Field	Type	Description	Example
response	STRING	The LLM’s primary output. In normal mode this is free-form text. In json_mode with response_schema it is a JSON string that has had any markdown fences removed and may have been validated against the schema.	{\n "summary": "The customer cannot log into their account due to a password reset loop.",\n "sentiment": "negative"\n}
error	STRING	Error message when execution fails. Typically empty on success. When both primary and fallback models fail, the node raises an execution error rather than silently returning an empty response.	LLM call failed: provider_timeout: upstream model did not respond within 30s; fallback model also failed: rate_limit_exceeded

Important Notes¶

Performance: Latency and cost grow with max_tokens, model choice, and the complexity of prompts; use smaller max_tokens and efficient models for high-traffic or real-time workloads.
Limitations: SaltLLM only performs a single completion; it does not include tool calling, multi-step agents, memory, or knowledge base retrieval. Combine it with other nodes for those behaviors.
Behavior: With json_mode enabled, the node requires valid JSON. It strips markdown fences and may validate against response_schema; malformed JSON or schema mismatches will cause the node to fail.
Behavior: If the primary model fails and fallback_model is configured to a different model, the node automatically retries with normalized parameters for the fallback model before surfacing an error.
Behavior: context_data is used only for building prompts via variable substitution; it is not automatically added as structured context in the LLM payload, so variables in prompts must accurately match connected node outputs.

Troubleshooting¶

Invalid JSON in structured mode: If you see an error stating that structured response mode requires valid JSON, the model returned malformed JSON. Reduce temperature, simplify response_schema, and make the JSON-only requirement explicit in your prompts.
Schema validation failures: Errors mentioning that output does not match the provided JSON schema mean the response shape conflicts with response_schema.
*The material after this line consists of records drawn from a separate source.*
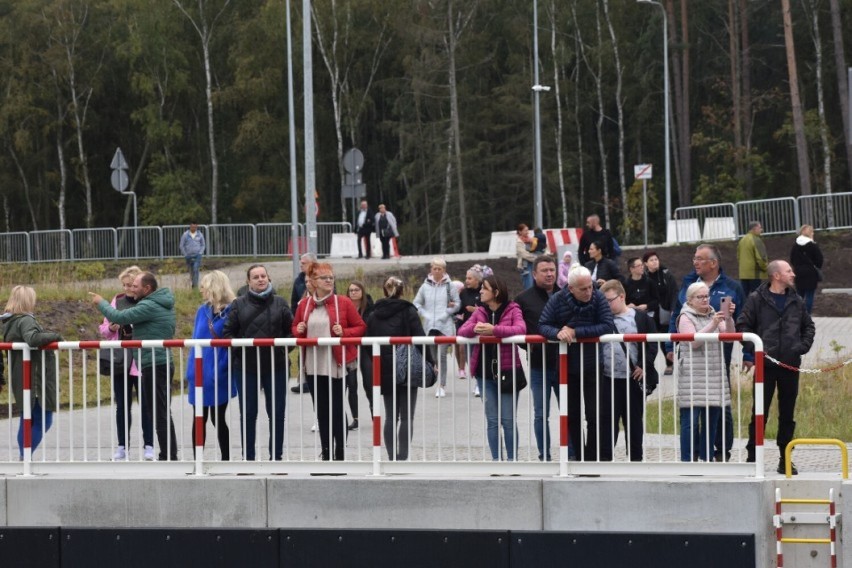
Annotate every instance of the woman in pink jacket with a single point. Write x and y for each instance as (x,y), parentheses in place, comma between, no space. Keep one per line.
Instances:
(125,374)
(326,314)
(497,317)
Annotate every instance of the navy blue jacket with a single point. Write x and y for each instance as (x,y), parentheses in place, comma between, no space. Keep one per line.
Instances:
(588,319)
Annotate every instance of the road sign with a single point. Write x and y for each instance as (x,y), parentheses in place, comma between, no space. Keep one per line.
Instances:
(643,171)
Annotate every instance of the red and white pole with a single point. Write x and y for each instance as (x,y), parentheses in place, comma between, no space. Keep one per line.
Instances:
(563,409)
(199,411)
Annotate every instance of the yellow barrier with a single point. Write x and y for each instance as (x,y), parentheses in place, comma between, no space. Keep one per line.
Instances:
(844,453)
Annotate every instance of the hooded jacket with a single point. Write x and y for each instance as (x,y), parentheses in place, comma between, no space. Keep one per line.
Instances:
(256,316)
(153,317)
(805,258)
(787,334)
(25,328)
(510,322)
(432,303)
(393,317)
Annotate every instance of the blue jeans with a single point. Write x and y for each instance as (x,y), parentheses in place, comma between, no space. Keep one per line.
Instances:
(506,411)
(697,426)
(193,262)
(540,391)
(248,411)
(38,429)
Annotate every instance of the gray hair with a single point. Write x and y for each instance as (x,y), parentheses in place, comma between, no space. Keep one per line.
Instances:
(577,273)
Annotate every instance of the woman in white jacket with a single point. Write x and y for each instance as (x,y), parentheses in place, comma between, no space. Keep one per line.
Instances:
(437,301)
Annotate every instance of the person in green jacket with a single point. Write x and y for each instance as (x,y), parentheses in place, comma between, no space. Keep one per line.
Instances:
(20,325)
(752,257)
(153,317)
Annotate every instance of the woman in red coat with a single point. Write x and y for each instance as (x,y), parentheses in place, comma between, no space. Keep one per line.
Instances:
(326,314)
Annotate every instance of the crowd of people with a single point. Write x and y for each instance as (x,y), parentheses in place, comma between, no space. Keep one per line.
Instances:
(564,301)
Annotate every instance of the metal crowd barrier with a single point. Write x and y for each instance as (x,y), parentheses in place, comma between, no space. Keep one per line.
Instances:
(449,434)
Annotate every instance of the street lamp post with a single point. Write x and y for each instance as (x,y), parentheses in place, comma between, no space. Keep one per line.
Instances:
(666,115)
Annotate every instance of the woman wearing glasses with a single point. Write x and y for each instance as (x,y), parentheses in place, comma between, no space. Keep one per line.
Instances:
(702,387)
(326,314)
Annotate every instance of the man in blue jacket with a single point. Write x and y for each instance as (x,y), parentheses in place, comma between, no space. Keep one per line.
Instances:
(578,312)
(707,266)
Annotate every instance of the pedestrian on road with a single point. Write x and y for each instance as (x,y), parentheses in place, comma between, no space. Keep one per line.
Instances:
(192,246)
(779,316)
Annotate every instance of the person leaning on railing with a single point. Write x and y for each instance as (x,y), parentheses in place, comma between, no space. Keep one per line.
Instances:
(393,316)
(496,317)
(703,390)
(260,313)
(20,325)
(326,314)
(218,387)
(123,383)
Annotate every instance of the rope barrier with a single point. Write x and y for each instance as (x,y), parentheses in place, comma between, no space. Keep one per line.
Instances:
(808,371)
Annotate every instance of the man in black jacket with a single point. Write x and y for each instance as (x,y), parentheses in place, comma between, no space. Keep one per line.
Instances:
(778,315)
(544,368)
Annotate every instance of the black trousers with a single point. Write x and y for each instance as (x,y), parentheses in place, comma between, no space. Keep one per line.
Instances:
(329,398)
(597,396)
(216,415)
(786,382)
(629,402)
(156,396)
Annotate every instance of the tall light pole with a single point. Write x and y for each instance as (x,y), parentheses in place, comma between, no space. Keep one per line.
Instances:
(537,89)
(666,113)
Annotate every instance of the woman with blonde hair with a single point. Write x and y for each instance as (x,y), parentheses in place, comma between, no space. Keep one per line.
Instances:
(124,378)
(218,387)
(437,301)
(20,325)
(703,390)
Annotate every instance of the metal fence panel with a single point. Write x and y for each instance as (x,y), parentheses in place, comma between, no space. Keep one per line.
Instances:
(231,240)
(140,242)
(274,239)
(324,232)
(713,222)
(49,246)
(14,247)
(94,244)
(777,216)
(831,211)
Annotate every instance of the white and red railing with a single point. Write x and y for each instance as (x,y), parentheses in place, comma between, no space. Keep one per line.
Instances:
(449,433)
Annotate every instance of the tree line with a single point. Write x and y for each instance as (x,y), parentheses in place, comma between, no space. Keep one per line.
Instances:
(435,93)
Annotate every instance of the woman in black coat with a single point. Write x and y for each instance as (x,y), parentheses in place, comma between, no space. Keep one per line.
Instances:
(806,260)
(393,316)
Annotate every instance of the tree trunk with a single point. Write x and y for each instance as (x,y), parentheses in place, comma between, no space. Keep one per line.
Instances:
(796,102)
(558,97)
(619,103)
(842,88)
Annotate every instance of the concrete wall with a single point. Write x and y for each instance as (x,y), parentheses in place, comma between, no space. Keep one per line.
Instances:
(678,505)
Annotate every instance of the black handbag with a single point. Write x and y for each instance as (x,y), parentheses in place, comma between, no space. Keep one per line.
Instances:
(512,380)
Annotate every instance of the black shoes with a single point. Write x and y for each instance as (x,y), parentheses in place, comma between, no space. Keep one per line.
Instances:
(782,469)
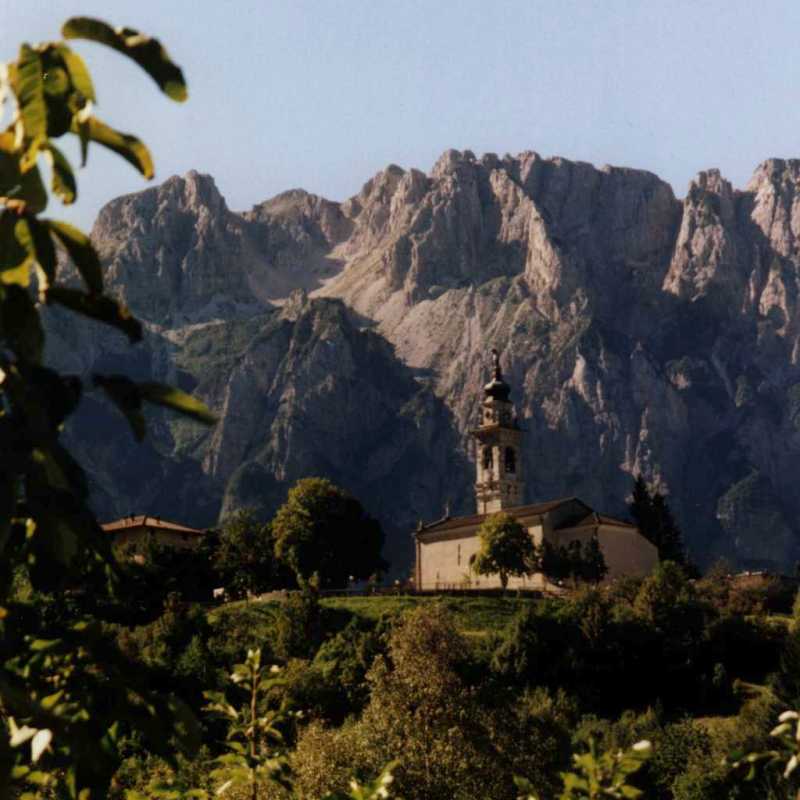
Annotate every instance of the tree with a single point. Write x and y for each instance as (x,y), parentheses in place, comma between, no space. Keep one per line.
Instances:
(322,529)
(506,548)
(655,521)
(46,524)
(244,557)
(592,565)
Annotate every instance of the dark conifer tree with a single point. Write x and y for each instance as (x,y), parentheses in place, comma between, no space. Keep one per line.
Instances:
(654,518)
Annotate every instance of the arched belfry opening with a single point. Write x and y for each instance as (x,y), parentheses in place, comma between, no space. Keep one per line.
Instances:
(499,480)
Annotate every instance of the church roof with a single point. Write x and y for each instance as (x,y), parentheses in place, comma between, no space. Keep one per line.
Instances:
(520,512)
(145,521)
(594,519)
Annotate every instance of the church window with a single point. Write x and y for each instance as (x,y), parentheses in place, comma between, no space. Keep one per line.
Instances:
(511,460)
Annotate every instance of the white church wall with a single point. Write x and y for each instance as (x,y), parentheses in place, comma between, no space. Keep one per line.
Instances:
(625,550)
(444,564)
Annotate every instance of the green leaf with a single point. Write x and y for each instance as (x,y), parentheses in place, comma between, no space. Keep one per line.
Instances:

Relax schema constraints, align your instructions with the schema, or temporarily disable json_mode to inspect the raw output.
No models listed in model field: If the model dropdown only shows a placeholder such as no models available, the Salt LLM service is not returning models. Check provider API keys, network connectivity, and model catalog configuration, then refresh the node browser.
Unstable or off-topic outputs: When responses are too random or off-topic, lower temperature and optionally set small positive frequency_penalty or presence_penalty. Also refine system_prompt and user_prompt to be more concrete and constrained.
Fallback not used: If failures are not recovered by fallback_model, verify that fallback_model is set, differs from model, and corresponds to a valid option in the model list. Invalid or misspelled names prevent a successful retry.